I don't know how I got home. I fell a lot, leaving abstract snow angels in my wake. I stopped bleeding a little bit before home, the gore solidifying on my skin in the cold. My bones crackled and ground like a box of gravel, but I kept on, gritting my teeth until they cracked. She was, I think, understandably horrified when I fell in the doorway, landing like a frozen slab of meat. Which, I guess, I was. We had a rough few days. She kept wanting me to go to the doctor, and I kept telling her I don't think that would help. When she felt for my pulse, she finally stopped asking.

It took forever to figure things out. We got my bones and such in to more or less alright shape…called in to work, took all my vacation time, trying to think. Looking back, it was horribly simple, but it's not like you get a manual. I told her what I thought, and she was…upset, to say the least. I talked her around to it, over time. She wouldn't look me in the eye when I left, though.

It never gets easier. My flesh was ruined, but my will remains. Still, will can't knit together bone, or zip up skin. It hurts so much, every time. The…failing bits, the rotten ones, are…pushed out. If I'm lucky, it's just like throwing up or having diarrhea. More often, everything just…presses out through the skin, before it heals.
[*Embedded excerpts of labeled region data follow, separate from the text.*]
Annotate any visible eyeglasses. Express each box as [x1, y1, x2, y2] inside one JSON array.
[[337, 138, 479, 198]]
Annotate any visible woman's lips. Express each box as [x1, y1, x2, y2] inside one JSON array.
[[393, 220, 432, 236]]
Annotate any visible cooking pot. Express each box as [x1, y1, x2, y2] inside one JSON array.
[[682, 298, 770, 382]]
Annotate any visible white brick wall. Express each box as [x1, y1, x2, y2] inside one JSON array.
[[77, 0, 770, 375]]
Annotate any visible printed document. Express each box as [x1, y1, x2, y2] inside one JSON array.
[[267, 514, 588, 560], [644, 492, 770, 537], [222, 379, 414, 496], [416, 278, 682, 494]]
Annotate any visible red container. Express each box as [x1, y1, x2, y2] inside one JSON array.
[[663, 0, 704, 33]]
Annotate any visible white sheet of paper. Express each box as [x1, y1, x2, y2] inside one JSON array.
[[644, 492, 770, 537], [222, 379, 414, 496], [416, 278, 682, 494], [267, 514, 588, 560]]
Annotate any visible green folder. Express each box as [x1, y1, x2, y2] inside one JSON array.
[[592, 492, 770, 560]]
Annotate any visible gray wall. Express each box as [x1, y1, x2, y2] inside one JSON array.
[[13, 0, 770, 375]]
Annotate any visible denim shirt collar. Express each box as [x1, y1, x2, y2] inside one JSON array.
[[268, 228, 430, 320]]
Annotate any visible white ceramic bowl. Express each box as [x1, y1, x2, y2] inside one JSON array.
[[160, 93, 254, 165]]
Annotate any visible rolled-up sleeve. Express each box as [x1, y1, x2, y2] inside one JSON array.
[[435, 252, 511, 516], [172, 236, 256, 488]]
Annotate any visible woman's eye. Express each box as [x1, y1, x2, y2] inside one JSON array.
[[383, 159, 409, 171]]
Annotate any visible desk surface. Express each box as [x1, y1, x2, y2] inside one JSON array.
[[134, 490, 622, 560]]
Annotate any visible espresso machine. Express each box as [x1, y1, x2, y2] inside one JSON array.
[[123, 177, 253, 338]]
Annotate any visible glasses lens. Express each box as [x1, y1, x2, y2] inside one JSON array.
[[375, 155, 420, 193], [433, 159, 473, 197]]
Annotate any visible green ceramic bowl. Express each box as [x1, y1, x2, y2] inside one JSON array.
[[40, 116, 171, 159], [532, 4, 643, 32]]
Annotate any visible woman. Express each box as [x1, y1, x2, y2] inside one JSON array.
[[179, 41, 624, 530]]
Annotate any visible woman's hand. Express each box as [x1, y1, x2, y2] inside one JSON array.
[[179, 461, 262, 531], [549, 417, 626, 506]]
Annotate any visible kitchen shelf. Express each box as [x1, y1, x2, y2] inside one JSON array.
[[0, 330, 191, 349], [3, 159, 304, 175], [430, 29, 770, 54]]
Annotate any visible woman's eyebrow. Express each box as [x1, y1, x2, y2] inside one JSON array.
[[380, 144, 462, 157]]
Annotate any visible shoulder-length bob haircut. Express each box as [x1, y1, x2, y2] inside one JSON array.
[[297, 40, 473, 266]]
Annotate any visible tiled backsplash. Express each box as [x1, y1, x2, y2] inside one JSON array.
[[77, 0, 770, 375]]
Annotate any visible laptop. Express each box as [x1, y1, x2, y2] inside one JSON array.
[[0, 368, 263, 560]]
You'd be amazed how much the body breaks down, when it can't just heal. Still, seeing her smile…knowing that I can keep my promise another day, another week…it makes it alright. Barely.

So, you understand that, when I do this, it's not because I'm some greedy monster. It's not a…hunger, or anything, it's just what I have to do, to keep going. Keep my promise. I don't even taste the flesh, it's just…neutral, like solid water or something. I am sorry, really…if there was another way, I'd be doing it. But…it has to be human, and alive. I've tried all the other ways, and it doesn't work. Please, just…don't cry, I'm a sucker for crying, and if you start, then I'll start, and my tears are…bitter, and taste wretched. I'll try and make it quick, sorry for talking so much…I know the rope must hurt.

I just…don't get out much anymore…just work and home. I love her so much, it's so great…but…this is my only real time alone, you know? I can see you love someone too…so you know. You'd be in my place too, if that's what it took. I promised her, and I'll keep that promise forever. Your body will help me keep that promise. I'll try and make it fast.

Love makes us all monsters, eventually.

Try and go limp, or it'll hurt more when I bite muscle.